Tams are basically circles, so I started with a pie-like wedge. I was planning to have 5 or 6 pattern repeats, so I shaped the wedge accordingly.



I started filling in the wedge, but ended up with a squashed diamond design, and I knew that the actual knitting would look even more squashed, since the stitches aren't really square.

I decided that I really wanted the knitting to get a little wider at the tips of the diamond, so that it would look more star-like and less flattened out.


I borrowed a page from the quilting world, and made it into a Bargello pattern, like this quilt that I made a few years ago.


For a knit diamond, the Bargello pattern turned into this:


Then I started filling in the details:


These sketches turned into the hat that I have nicknamed Bargello Blues:

It is decidedly un-tam shaped. Turns out that I needed more increases than I used, and so it can't be be blocked out to flatten into a tam. My swatch gave me the right gauge for four pattern repeats, so I knit it in a fourfold pattern instead of the originally-planned five-fold. The four repeats were a 20% stitch increase over the ribbing, but I guess I like my ribbing fairly snug, so the extra increases didn't really do much.

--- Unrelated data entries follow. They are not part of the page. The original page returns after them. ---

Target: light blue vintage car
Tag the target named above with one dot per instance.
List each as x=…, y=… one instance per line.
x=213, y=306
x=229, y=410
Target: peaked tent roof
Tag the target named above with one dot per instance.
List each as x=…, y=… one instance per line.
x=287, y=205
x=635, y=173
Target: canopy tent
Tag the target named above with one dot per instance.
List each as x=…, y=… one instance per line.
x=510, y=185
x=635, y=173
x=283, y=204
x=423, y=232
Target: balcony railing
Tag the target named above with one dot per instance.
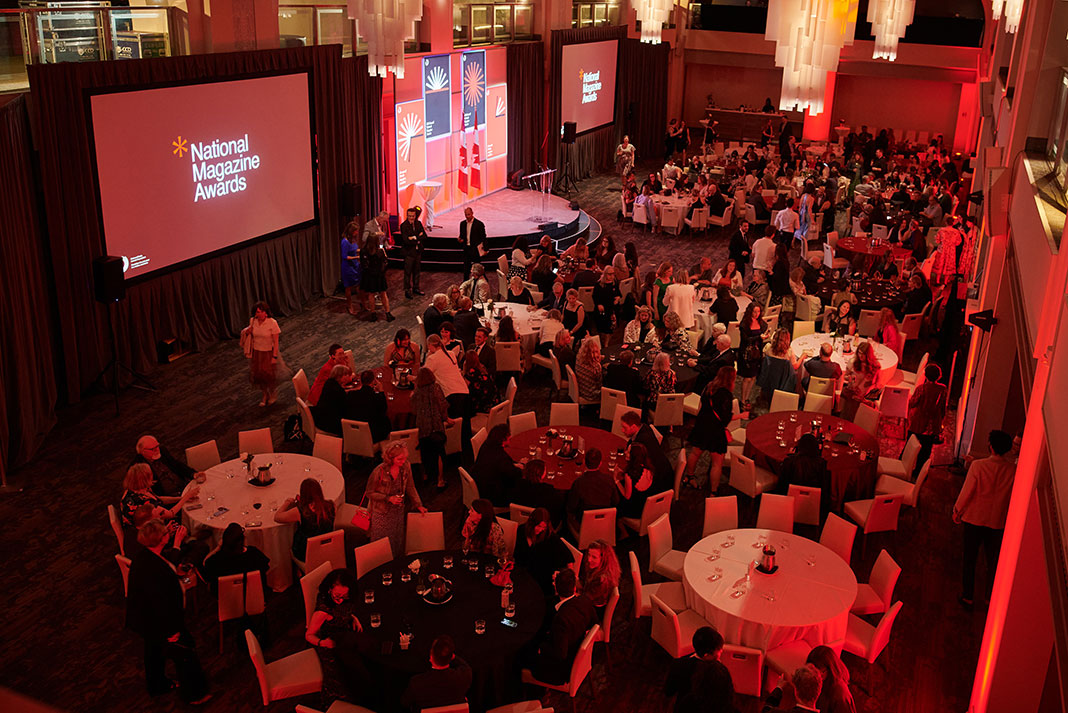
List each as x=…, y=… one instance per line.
x=491, y=24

For a tam, I should have added in the extra 48 stitches to make 5 repeats.

Since I don't wear hats (except for possibly tams), Branden has now scored a second addition to his hat collection for the winter. Since his head is a little bit larger than mine, it fits him perfectly.

I didn't get my tam, but I have a feeling that this isn't the last we've seen of the idea, or of this stitch pattern.